Sivia penasaran membaca
pesan itu. Tapi kalimat pertama begitu menggoda. Di dalam pesan itu, ia disuruh
datang ke Caffe pagi.
Lebih baik jangan
di rungu aja pesan itu. Ntar kan takut kalo yang ngirim adalah orang yang
tidak-tidak. Tapi rasa penasarannya mengalahkan ketakutannya itu.
Cepat-cepat Sivia
ganti baju dan meluncur ke caffe pagi.
***
Melihat siapa yang
datang, Agni tersenyum bahagia. Ya, Ify! Temannya itu tidak mengingkar janji.
Pagi ini, Ify begitu cantik. Ia memakai kaus biru santai dan celana jins
panjang berwarna putih. Ify emang cantik.
Tapi, ada yang lain
dari Ify. Wajah Ify tampak murung. Anak itu hidupnya nggak pernah bahagia.
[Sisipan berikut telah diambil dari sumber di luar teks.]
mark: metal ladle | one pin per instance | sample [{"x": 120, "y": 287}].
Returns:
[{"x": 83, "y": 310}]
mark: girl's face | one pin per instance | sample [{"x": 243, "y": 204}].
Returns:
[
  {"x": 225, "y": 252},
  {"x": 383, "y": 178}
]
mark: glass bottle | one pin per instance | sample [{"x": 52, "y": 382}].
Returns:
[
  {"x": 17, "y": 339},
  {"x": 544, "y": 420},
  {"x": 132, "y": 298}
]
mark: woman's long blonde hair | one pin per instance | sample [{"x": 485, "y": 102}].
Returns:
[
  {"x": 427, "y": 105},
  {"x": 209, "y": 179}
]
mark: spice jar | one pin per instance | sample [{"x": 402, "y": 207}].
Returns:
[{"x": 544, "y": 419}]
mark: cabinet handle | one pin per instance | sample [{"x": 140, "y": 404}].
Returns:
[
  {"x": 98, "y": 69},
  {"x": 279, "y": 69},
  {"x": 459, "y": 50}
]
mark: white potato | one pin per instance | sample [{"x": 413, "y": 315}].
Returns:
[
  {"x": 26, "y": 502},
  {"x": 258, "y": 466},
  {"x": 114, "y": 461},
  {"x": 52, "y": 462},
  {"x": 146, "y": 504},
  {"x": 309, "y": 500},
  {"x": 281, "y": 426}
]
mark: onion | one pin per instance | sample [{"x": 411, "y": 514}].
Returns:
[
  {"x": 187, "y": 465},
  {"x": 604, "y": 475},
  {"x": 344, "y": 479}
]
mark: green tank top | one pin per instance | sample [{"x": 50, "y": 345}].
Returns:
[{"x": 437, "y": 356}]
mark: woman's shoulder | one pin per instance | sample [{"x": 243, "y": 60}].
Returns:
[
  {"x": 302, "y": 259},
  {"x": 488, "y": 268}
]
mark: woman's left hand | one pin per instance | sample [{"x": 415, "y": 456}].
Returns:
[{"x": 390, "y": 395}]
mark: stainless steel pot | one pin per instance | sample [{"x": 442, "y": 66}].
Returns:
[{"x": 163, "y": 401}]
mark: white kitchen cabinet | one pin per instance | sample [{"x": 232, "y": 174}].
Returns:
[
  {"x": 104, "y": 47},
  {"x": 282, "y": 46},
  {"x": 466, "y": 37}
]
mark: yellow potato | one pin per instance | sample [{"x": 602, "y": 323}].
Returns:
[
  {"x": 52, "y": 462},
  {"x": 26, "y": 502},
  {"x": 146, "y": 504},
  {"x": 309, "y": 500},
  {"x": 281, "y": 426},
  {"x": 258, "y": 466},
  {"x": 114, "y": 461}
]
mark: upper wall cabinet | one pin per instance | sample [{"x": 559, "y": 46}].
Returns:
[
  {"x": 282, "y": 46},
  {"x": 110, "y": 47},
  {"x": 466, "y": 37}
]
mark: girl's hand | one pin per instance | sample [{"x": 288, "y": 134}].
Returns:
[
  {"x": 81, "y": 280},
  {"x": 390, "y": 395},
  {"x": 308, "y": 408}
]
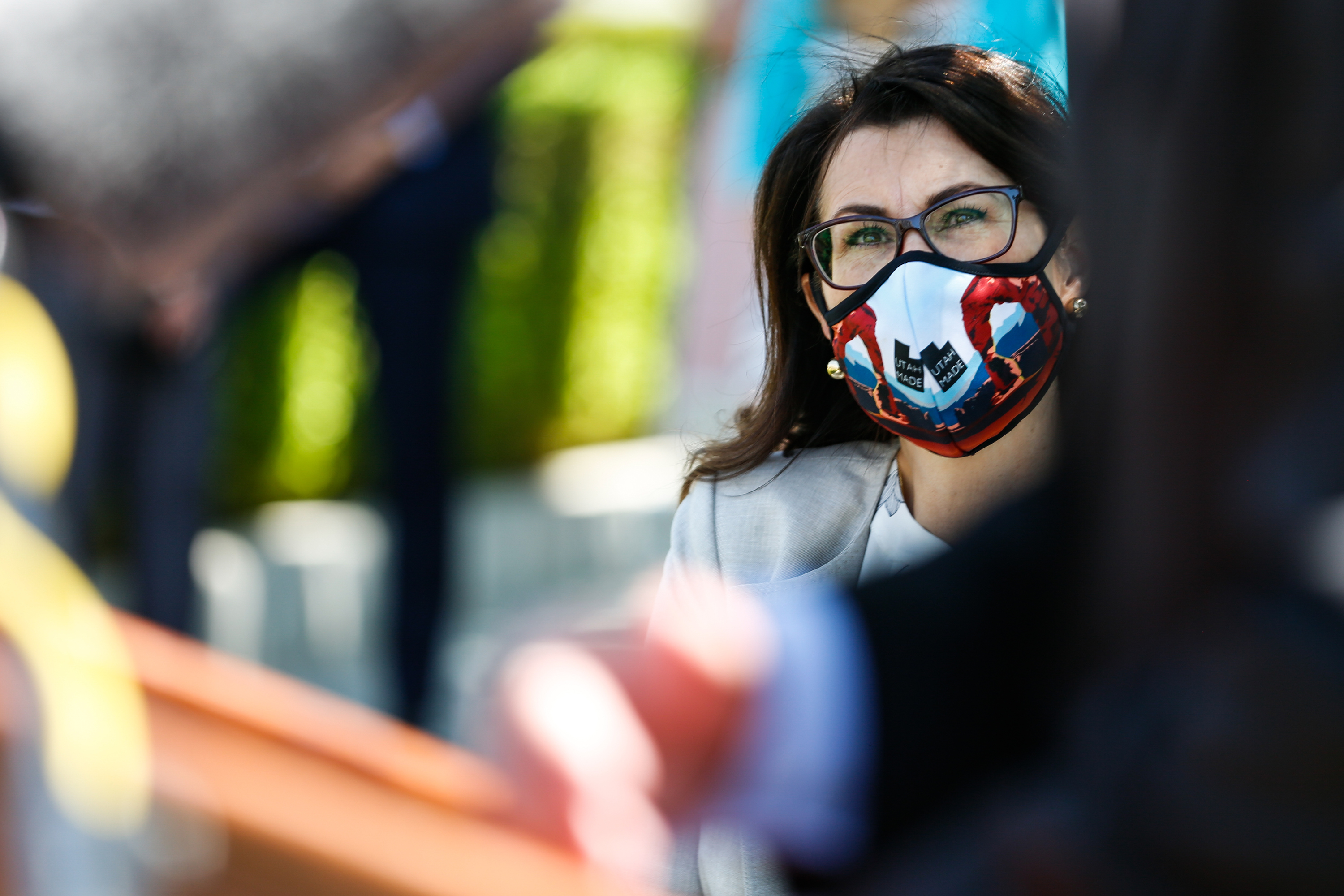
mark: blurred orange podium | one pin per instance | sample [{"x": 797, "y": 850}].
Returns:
[{"x": 314, "y": 794}]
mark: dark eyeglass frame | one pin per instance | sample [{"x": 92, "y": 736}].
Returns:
[{"x": 808, "y": 238}]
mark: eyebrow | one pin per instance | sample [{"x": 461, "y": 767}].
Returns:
[{"x": 932, "y": 201}]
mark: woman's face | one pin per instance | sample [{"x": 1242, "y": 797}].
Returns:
[{"x": 898, "y": 172}]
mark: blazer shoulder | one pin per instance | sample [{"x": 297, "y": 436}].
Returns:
[{"x": 787, "y": 517}]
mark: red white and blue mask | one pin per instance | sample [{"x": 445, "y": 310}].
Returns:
[{"x": 947, "y": 354}]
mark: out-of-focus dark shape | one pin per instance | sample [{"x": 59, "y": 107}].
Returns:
[{"x": 190, "y": 136}]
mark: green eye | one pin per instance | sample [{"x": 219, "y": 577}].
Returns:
[
  {"x": 869, "y": 237},
  {"x": 952, "y": 218}
]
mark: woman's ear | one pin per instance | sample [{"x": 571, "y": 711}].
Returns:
[
  {"x": 807, "y": 280},
  {"x": 1068, "y": 271}
]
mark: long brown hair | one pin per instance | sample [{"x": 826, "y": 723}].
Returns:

Senyum pun jarang ia lakukan. Dan sampai sekarang Agni nggak tau penyebab Ify
bisa menjadi seperti itu.
“Fy, lo kenapa sih?
Lama-lama gue kepo tau.” Kata Agni.
Ify mencoba untuk
tersenyum. “Gue nggak papa kok, Ag.” Jawabnya.
“Fy, jujur aja ma
gue. Lo punya masalah besar kan? Ayo cerita!”
Ingin sekali Ify
bercerita. Masalah ini juga menyangkut tentang Agni. Tapi Ify nggak mau membuat
hati Agni sakit. Ya, perjodohan yang sangat menyakitkan!
“Nggak kok, Ag.
Udah ah, kapan kita jalan-jalannya?” Tanya Ify.
“Tuh!” Kata Agni.
Sebuah mobil
bermerk grand livina berhenti di depan rumah Agni. Kaca mobil itu terbuka. Agni
melambaikan tangan melihat kedatangan orang yang ditunggunya. Sementara Ify...
“Yuk, Fy! Rio udah
dateng. Sayang nggak ada Cakka. Biasanya Cakka juga ikut.” Kata Agni.
Masih saja Agni
teringat dengan mantannya itu. Dan jika ia mengingatnya, air matanya nggak
sanggup untuk bertahan dan ingin saja keluar. Tapi Agni berusaha untuk tegar
dan menerima semuanya.
Ify dan Agni
berjalan dan masuk ke dalam mobil Rio. Karena paksaan Agni, Ify yang duduk di
depan. Ceritanya, Agni mau comblangin Rio dengan Ify.
“Pagi, Fy..” Sapa
Rio sedikit canggung.
“Pagi juga..” Jawab
Ify tak kalah canggung.
Di belakang, Agni
cekikikan. Dua-duanya sama-sama canggung! Agni nggak bisa membayangkan
bagaimana jika Rio dan Ify bersatu. Agni nggak mau tau.
Mobil pun berjalan
dengan kecepatan sedang. Rio yang menyetir mobil masih dengan status canggung.
Sama halnya dengan Ify. Ia bukan hanya canggung. Tapi ada perasaan lain yang ia
rasakan namun tak berani ia perdalam lebih jauh. Tentu kalian tau apa
penyebabnya.
“Hati-hati Yo,
jangan canggung gitu. Lo kayak baru bisa nyetir mobil aja. Anggap aja nggak ada
orang di samping lo.” Canda Agni.
Ingin sekali Rio
menerkam Agni. Cewek itu keterlaluan banget. Dia aja kalo lagi di goda langsung
ngambek-ngambek.
Ya, perjalanan kali
ini emang beda dari perjalanan sebelumnya.
***
Sivia
memberhentikan motornya di depan caffe pagi. Mengapa caffe itu disebut sebagai
caffe pagi? Jawabannya mungkin karena caffe itu bukanya pagi hari aja terus
dinamain caffe pagi.
‘Heh! Dimana orang
itu?’ Batin Sivia.
Keringat dingin
keluar dari pori-pori kulitnya. Ia takut orang jahat yang mengirimnya pesan
tadi. Ah, Via! Jangan berpikir negatif. Possitive thingking, Via.. Tapi kok, ia
merasa yang mengirimnya pesan itu adalah...
“Hai! Maaf karena
telah membuatmu menunggu.” Kata suara seorang cowok.